Briggs & Stratton Corporation (NYSE: BGG) announced financial results for its first quarter of fiscal 2020, which ended September 29, 2019.
- Fiscal 2020 first quarter net sales were $314 million, up $35 million or 12% from $279 million for the prior year. Both engines and products segments drove the sales growth, including higher revenue in service parts, as expected, on improved throughput. Sales of engines and turf products serving commercial applications increased by double digits, partially offset by lower job site sales due to timing of certain shipments. Storm-related generator shipments declined from a year-ago due to the relatively low amount of power outages caused by Hurricane Dorian.
- As expected, quarterly GAAP gross profit margin of 13.8% and adjusted gross profit margin of 15.6% declined from GAAP gross profit margin of 15.7% and adjusted gross profit margin of 16.9% from the first quarter of fiscal 2019, principally from unfavorable sales mix within the products segment, tariff costs and residual inefficiencies from last year’s implementation of the business optimization program. This was partially offset by strong margin improvement in the engines segment.
- First quarter GAAP net loss of $33.6 million, or $0.81 per share, included $6.4 million in pre-tax charges for business optimization and engine manufacturing consolidation. Excluding these items, the adjusted net loss for the fiscal 2020 first quarter was $27.6 million, or $0.67 per share, compared to adjusted net loss of $21.0 million, or $0.51 per share, for the fiscal first quarter of the prior year.
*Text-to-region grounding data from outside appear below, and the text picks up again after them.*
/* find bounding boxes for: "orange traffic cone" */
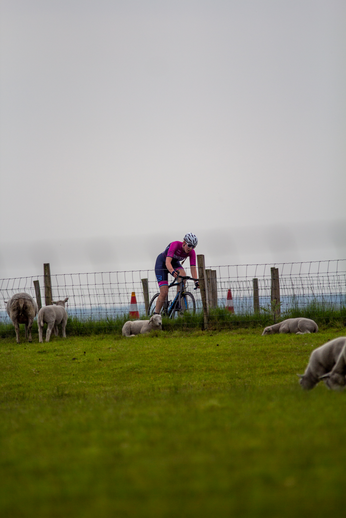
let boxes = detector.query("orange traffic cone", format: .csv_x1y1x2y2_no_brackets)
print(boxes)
129,291,139,319
226,289,234,313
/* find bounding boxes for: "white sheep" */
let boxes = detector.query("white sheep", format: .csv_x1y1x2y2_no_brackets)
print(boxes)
319,338,346,391
122,314,162,337
298,337,346,390
38,298,69,343
6,292,38,343
262,317,318,335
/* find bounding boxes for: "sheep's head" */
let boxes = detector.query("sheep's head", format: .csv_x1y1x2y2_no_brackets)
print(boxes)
150,314,162,330
297,374,316,390
53,298,69,307
262,326,273,336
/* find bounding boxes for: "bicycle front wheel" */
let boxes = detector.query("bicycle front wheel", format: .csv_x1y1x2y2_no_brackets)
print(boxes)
170,291,196,319
147,293,169,316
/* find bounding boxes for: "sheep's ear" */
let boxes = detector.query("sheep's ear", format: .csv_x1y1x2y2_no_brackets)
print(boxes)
319,373,331,380
64,298,69,302
296,374,304,378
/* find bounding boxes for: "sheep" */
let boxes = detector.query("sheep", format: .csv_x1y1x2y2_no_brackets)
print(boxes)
298,337,346,390
122,314,162,337
6,292,38,343
262,317,318,335
38,298,69,343
319,339,346,391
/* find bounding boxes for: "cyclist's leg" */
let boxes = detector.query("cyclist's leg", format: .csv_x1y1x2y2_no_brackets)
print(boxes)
155,285,168,313
154,254,169,313
175,263,186,294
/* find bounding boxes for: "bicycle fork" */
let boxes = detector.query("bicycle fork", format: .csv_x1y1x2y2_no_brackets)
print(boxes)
172,293,187,314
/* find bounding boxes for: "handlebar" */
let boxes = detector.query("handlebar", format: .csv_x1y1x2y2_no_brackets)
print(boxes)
168,274,199,288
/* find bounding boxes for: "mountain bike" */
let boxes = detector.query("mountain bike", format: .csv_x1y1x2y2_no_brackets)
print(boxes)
147,275,198,318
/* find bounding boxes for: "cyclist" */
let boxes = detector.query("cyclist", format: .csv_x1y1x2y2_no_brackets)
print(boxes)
154,232,199,314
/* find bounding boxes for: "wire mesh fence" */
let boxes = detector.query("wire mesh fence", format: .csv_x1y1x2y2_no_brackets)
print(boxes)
1,259,346,323
214,260,346,314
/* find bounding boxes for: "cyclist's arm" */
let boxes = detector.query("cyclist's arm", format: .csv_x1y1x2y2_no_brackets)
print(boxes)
189,250,198,282
191,265,198,281
165,257,177,277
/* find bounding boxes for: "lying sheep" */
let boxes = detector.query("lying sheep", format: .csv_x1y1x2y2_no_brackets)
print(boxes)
6,292,38,343
298,337,346,390
262,317,318,335
319,338,346,391
122,314,162,337
38,298,69,343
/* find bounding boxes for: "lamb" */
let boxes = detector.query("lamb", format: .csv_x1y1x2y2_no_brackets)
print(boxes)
6,292,38,343
298,337,346,390
319,338,346,391
122,314,162,337
262,317,318,335
38,298,69,343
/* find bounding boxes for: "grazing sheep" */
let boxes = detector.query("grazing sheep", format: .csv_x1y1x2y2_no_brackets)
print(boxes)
122,314,162,337
298,337,346,390
262,317,318,335
38,298,69,343
319,338,346,391
6,292,38,343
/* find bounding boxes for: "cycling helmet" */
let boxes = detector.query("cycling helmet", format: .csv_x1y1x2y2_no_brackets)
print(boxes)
184,233,198,248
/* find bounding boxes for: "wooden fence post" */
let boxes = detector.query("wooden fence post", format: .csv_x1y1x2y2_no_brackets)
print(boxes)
33,280,42,310
206,269,218,308
253,278,259,313
271,267,280,320
44,263,53,306
141,278,149,316
197,254,209,329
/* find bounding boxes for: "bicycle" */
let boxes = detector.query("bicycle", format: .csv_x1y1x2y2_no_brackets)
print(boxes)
147,275,198,318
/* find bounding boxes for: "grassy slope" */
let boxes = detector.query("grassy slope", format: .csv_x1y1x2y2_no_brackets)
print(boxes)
0,329,346,518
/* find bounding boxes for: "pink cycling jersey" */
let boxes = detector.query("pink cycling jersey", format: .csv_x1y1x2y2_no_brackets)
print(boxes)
165,241,196,266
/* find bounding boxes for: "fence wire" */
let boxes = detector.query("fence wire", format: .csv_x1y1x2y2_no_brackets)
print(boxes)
1,260,345,323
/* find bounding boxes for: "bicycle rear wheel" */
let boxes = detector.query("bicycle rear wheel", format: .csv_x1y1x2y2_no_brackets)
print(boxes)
148,293,159,316
170,291,196,318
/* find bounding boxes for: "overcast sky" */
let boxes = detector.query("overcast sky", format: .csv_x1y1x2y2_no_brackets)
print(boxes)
1,0,345,279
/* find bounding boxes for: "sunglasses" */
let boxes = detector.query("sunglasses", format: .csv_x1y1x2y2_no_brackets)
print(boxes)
185,243,195,249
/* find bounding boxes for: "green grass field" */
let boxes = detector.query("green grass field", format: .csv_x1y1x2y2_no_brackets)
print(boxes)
1,327,346,517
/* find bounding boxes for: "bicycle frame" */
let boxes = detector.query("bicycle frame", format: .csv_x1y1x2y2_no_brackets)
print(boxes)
147,275,198,318
164,275,197,317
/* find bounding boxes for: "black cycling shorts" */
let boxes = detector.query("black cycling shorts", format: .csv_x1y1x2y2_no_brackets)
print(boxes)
154,253,182,287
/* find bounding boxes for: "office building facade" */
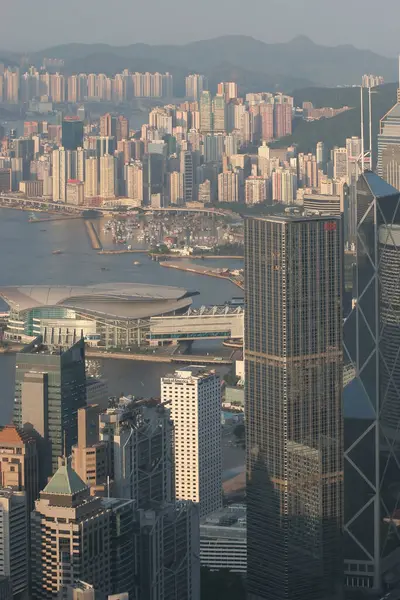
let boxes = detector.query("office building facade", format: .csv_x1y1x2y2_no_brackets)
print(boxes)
343,172,400,590
245,215,343,600
14,337,87,475
62,118,84,151
161,368,222,517
0,490,28,598
30,459,135,600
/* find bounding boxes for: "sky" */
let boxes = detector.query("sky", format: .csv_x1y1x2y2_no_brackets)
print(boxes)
1,0,400,56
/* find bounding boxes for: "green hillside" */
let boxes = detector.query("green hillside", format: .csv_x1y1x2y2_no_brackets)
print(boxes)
273,83,397,154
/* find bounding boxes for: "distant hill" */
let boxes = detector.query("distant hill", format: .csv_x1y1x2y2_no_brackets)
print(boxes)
25,35,397,93
272,83,398,155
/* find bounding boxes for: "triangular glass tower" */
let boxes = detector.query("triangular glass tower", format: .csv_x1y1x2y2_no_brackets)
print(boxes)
344,171,400,591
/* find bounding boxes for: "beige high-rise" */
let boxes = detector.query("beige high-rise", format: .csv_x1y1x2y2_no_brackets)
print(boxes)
72,406,109,495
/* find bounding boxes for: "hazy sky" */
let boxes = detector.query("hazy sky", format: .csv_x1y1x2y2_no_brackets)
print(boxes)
1,0,399,55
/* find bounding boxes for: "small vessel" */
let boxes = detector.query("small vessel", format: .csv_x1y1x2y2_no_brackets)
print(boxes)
101,267,110,271
133,261,141,266
52,250,64,255
40,229,47,232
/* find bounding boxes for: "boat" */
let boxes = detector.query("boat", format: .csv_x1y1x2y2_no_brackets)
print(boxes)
40,229,47,232
52,250,64,255
133,261,141,266
101,267,110,271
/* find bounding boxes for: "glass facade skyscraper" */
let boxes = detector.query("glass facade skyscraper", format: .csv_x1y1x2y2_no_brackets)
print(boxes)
343,171,400,590
13,337,86,475
245,215,343,600
61,117,84,151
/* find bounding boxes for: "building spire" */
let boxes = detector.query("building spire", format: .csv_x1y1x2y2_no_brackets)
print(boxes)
397,55,400,103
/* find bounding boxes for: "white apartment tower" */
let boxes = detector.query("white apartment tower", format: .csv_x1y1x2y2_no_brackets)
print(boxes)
84,157,99,199
161,367,222,517
0,489,28,597
52,147,67,201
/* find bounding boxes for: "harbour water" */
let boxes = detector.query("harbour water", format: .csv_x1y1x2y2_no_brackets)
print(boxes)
0,208,243,423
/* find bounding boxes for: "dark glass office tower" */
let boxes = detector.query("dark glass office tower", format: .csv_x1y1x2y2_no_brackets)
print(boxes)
343,172,400,591
61,117,84,151
245,215,343,600
143,153,165,205
13,337,86,475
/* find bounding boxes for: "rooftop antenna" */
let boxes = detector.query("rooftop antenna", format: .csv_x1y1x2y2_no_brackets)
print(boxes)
369,85,373,168
397,54,400,103
360,85,365,172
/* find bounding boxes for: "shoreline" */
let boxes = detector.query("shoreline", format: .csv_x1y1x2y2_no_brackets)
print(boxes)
159,261,244,290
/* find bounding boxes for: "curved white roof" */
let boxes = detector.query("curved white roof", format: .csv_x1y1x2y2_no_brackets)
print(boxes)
0,284,194,321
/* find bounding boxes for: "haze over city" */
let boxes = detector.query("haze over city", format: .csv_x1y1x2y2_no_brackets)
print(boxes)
2,0,400,56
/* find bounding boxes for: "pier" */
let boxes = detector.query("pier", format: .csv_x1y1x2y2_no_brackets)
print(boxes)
159,261,244,290
85,221,103,250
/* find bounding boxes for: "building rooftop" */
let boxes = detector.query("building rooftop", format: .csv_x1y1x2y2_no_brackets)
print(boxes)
0,283,195,321
245,213,341,224
43,460,88,496
363,170,399,199
0,425,36,446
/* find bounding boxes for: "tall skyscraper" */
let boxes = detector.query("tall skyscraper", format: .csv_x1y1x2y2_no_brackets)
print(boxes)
186,74,208,101
343,172,400,590
333,147,348,180
99,154,117,198
199,91,213,134
99,400,173,506
100,113,117,138
180,150,194,203
0,490,28,598
14,338,87,476
84,157,99,199
30,458,135,599
161,367,222,517
212,94,226,133
62,117,84,151
377,97,400,190
52,147,67,202
245,215,343,600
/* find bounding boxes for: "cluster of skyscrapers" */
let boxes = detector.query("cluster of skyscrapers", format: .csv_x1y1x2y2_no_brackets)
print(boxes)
0,332,228,598
0,66,173,103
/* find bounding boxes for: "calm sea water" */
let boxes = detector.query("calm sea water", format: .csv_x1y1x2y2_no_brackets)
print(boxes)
0,208,243,423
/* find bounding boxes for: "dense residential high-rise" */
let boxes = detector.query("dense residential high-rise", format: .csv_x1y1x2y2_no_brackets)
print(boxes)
343,172,400,591
245,215,343,600
52,147,68,201
212,94,226,133
161,367,222,517
186,74,208,101
84,157,99,198
245,176,268,205
169,171,184,205
30,458,135,599
217,81,238,102
199,91,213,134
13,337,87,476
273,94,293,138
218,170,240,203
61,117,84,151
99,154,117,198
0,489,28,598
- The company refinanced its revolving credit facility with a new credit facility which provides up to $625 million in borrowing capacity, subject to a borrowing base.
“Our first quarter results were solid relative to our plan and we made meaningful progress on our key focus areas to drive better overall business performance,” stated Todd J. Teske, chairman, president and chief executive officer. “We are particularly pleased with the improved fulfillment levels in our service parts business, which is returning to industry-leading parts delivery and performance. We also saw further operational improvements in Vanguard commercial engines with quarterly production exceeding planned rates. There remains more work to be done, but our performance during the quarter has us encouraged that we are making the right progress to meet customer expectations and drive the planned efficiency improvements.” Teske continued, “Managing working capital is an important focus. Despite having seasonally elevated inventory levels, we are tracking to plan to deliver a meaningful reduction in inventory by the end of the fiscal year. This, combined with the refinancing of our revolving credit facility, is an important first step in strengthening the balance sheet.”
Fiscal 2020 outlook:
The company is maintaining its previous financial guidance for fiscal 2020. Net sales are expected to be within a range of $1.91 billion to $1.97 billion, which contemplates midpoint growth of approximately 5.5% over fiscal 2019’s performance. Adjusted net income is expected within a range of $9 million to $17 million, or $0.20 to $0.40 per diluted share, prior to the impact of costs related to the company’s business optimization program and the engine manufacturing consolidation project. Storm-related generator sales in the first quarter drove modest upside to our planned results, which helps support the achievement of the outlook for the year. The outlook does not contemplate potential incremental demand related to power outages in California.